Price monitoring, stock checks, compliance audits — many workflows need to solve CAPTCHAs on a schedule. Running a script manually every morning isn't sustainable. Cron jobs and task schedulers handle the timing so you can focus on what happens with the data.
When to Schedule CAPTCHA Tasks
| Use Case | Frequency | Best Scheduler |
|---|---|---|
| Price monitoring | Every 15–60 min | Cron / systemd timer |
| Daily report generation | Once/day | Cron / Task Scheduler |
| Availability checks | Every 5 min | In-process scheduler (APScheduler / node-cron) |
| Weekly compliance audits | Weekly | Cron / cloud scheduler |
| Event-driven + periodic | Variable | APScheduler with cron trigger |
Python: APScheduler with CaptchaAI
APScheduler runs inside your Python process — no system-level cron configuration required.
import requests
import time
import json
import logging
from datetime import datetime
from apscheduler.schedulers.blocking import BlockingScheduler
from apscheduler.triggers.cron import CronTrigger
API_KEY = "YOUR_API_KEY"
SUBMIT_URL = "https://ocr.captchaai.com/in.php"
RESULT_URL = "https://ocr.captchaai.com/res.php"

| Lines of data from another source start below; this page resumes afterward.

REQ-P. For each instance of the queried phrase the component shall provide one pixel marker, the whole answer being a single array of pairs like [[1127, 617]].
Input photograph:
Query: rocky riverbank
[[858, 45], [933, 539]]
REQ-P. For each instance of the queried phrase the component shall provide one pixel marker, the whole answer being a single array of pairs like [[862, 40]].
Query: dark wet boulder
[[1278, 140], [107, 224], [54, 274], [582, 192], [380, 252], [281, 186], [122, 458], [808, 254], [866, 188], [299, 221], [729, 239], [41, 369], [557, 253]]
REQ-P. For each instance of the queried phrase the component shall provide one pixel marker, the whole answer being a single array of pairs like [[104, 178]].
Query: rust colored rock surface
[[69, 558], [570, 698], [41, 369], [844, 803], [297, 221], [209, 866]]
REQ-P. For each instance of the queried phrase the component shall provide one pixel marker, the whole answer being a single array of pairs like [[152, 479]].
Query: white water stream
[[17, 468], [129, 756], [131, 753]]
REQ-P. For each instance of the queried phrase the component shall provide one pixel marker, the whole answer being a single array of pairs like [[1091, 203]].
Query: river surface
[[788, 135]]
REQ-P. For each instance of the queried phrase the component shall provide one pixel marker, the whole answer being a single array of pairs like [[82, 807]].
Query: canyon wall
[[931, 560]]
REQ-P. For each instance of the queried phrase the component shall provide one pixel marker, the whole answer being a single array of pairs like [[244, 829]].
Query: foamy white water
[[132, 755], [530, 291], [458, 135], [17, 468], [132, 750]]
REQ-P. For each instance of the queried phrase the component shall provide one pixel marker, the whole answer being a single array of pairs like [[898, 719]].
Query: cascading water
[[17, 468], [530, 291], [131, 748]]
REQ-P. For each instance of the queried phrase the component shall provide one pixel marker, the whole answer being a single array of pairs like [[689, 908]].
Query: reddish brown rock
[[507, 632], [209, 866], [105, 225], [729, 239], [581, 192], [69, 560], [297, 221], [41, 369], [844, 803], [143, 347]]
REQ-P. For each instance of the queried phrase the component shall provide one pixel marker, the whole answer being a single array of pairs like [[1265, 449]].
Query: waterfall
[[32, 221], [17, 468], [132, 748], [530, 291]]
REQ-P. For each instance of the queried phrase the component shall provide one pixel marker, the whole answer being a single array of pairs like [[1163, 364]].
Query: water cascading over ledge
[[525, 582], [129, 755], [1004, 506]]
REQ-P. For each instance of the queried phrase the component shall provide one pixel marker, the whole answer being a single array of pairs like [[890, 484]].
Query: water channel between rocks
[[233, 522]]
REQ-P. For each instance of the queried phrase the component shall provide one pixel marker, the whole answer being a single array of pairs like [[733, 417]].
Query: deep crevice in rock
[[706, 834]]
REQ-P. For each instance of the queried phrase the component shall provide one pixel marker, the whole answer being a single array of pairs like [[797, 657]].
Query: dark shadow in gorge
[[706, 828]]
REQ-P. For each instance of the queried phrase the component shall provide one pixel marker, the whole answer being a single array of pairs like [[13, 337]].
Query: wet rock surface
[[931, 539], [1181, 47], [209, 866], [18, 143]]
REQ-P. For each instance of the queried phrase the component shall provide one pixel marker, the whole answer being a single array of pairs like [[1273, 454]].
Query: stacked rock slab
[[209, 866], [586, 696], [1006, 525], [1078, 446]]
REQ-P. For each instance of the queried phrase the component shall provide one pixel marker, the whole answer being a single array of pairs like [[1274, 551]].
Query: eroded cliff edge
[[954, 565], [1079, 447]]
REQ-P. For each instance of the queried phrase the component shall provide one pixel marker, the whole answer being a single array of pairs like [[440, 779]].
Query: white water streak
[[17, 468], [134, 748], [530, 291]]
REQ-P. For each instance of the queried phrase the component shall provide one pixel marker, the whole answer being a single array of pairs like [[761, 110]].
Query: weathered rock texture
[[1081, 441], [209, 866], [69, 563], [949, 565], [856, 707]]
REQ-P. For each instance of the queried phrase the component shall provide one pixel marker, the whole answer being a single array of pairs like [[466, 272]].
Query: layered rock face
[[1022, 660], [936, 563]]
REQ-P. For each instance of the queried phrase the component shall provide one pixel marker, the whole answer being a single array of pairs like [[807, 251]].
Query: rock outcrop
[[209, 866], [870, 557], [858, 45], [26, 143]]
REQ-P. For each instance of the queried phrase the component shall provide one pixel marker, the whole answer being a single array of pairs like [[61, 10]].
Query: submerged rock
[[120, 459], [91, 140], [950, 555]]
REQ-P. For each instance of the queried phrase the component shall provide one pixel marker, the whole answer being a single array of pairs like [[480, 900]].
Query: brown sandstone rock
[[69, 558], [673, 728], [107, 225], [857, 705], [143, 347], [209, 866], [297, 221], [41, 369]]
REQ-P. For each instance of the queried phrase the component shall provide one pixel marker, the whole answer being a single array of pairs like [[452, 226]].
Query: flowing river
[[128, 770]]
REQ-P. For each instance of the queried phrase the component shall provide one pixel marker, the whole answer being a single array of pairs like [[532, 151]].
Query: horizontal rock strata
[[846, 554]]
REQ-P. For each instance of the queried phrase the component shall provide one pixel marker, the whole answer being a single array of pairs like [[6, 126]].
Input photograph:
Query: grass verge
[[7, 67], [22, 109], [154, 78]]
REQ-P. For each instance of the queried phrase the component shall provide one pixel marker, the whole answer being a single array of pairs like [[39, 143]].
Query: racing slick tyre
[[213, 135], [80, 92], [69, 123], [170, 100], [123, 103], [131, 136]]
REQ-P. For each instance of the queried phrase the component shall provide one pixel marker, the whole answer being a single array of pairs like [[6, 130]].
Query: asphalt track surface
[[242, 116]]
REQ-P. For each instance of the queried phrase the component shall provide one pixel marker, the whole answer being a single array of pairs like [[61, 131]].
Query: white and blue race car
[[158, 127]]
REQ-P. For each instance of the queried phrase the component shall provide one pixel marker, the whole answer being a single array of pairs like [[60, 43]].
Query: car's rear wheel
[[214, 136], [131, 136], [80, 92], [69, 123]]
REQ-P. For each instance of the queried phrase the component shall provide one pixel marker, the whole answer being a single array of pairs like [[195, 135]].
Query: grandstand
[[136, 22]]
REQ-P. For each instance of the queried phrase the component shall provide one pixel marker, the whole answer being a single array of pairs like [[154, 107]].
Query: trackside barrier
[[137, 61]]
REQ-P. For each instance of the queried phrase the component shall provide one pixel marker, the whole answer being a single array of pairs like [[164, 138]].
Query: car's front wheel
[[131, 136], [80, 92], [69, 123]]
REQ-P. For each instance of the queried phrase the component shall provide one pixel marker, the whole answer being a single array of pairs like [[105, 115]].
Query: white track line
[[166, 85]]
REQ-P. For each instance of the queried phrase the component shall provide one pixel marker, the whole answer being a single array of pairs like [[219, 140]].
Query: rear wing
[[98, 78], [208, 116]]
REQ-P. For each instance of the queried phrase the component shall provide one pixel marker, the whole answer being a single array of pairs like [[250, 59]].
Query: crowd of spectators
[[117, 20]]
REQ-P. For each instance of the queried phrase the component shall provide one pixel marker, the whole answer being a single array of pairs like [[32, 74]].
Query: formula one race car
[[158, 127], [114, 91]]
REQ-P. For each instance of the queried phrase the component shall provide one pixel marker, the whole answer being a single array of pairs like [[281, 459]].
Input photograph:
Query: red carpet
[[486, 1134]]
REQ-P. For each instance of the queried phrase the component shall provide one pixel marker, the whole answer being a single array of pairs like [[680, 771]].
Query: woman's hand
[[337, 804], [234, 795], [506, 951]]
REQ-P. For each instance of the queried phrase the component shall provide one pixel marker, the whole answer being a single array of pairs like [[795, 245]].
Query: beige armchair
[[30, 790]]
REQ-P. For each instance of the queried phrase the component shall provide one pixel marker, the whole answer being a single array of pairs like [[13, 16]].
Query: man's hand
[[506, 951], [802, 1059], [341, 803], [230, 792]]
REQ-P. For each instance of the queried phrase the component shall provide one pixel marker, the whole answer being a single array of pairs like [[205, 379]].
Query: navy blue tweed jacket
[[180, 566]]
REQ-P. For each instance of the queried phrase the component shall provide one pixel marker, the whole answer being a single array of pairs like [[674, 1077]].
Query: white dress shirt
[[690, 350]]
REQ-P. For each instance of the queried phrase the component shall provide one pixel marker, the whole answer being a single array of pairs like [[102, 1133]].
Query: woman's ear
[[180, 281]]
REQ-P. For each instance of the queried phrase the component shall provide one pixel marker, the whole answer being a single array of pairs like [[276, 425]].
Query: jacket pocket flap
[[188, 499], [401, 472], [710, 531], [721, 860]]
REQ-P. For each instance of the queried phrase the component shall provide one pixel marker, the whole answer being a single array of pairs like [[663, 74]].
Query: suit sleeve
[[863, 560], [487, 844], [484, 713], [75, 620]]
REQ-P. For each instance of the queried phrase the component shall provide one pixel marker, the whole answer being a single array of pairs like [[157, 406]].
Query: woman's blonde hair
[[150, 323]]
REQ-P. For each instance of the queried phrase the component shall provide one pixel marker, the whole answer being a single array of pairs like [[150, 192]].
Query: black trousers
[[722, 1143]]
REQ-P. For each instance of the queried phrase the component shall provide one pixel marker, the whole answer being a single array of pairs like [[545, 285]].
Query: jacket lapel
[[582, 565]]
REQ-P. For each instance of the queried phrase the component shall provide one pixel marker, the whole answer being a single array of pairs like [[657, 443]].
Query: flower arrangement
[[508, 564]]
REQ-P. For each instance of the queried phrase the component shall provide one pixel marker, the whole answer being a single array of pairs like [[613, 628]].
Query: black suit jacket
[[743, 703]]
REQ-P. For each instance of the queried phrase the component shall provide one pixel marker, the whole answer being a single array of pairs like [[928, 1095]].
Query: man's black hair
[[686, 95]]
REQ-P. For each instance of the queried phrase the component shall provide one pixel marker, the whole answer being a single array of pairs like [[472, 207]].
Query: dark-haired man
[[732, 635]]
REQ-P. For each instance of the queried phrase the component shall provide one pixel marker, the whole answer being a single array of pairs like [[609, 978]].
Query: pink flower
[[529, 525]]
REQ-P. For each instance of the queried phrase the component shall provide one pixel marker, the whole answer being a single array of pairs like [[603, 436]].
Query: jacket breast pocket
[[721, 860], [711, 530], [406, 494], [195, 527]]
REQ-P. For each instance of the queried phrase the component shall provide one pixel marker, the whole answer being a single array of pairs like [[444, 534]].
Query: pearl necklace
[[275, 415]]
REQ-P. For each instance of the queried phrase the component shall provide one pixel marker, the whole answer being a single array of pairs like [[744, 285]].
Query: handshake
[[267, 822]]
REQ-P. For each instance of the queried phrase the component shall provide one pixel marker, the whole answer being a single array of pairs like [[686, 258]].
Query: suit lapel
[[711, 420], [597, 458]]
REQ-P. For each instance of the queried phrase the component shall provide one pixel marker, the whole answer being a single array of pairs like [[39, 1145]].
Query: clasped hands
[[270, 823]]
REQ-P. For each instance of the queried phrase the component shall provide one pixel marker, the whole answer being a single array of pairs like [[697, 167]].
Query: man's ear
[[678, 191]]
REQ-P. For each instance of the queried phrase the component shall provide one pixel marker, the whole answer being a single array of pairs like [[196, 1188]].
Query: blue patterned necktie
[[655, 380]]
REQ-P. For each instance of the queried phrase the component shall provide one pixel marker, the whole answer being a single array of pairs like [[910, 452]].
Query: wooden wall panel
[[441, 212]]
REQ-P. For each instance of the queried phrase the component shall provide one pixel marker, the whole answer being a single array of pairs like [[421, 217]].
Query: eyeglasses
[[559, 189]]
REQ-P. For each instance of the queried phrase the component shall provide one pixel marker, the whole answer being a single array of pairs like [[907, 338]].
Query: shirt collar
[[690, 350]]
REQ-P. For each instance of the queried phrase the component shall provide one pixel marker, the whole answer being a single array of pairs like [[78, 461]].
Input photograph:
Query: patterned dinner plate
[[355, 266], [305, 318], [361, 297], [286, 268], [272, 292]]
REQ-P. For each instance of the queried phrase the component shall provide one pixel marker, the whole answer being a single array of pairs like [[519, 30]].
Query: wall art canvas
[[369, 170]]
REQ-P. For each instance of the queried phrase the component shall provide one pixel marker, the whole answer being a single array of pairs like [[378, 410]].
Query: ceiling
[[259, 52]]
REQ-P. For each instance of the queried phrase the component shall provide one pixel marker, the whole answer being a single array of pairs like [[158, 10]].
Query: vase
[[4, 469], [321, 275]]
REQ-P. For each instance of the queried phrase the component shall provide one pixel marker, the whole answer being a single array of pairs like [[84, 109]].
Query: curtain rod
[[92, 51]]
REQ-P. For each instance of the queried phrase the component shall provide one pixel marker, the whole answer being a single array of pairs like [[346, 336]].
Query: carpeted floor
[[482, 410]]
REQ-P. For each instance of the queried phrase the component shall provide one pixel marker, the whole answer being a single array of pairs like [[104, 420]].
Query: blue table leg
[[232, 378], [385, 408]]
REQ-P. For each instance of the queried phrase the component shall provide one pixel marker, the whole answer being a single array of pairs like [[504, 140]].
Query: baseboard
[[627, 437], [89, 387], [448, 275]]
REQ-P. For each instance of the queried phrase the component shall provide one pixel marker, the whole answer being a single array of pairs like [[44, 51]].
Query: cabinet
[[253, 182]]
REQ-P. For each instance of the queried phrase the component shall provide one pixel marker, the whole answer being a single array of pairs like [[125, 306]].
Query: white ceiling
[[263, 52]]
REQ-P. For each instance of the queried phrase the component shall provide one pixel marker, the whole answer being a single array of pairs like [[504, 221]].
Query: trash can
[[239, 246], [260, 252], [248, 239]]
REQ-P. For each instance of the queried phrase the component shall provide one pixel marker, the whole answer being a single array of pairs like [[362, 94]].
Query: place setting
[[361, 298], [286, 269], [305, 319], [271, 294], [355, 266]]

logging.basicConfig(level=logging.INFO, format="%(asctime)s %(message)s")
log = logging.getLogger("captcha-scheduler")
def solve_captcha(sitekey, pageurl, method="userrecaptcha"):
"""Submit and poll a single CAPTCHA task."""
params = {
"key": API_KEY,
"method": method,
"json": 1,
}
if method == "userrecaptcha":
params["googlekey"] = sitekey
params["pageurl"] = pageurl
elif method == "turnstile":
params["sitekey"] = sitekey
params["pageurl"] = pageurl
resp = requests.post(SUBMIT_URL, data=params, timeout=30).json()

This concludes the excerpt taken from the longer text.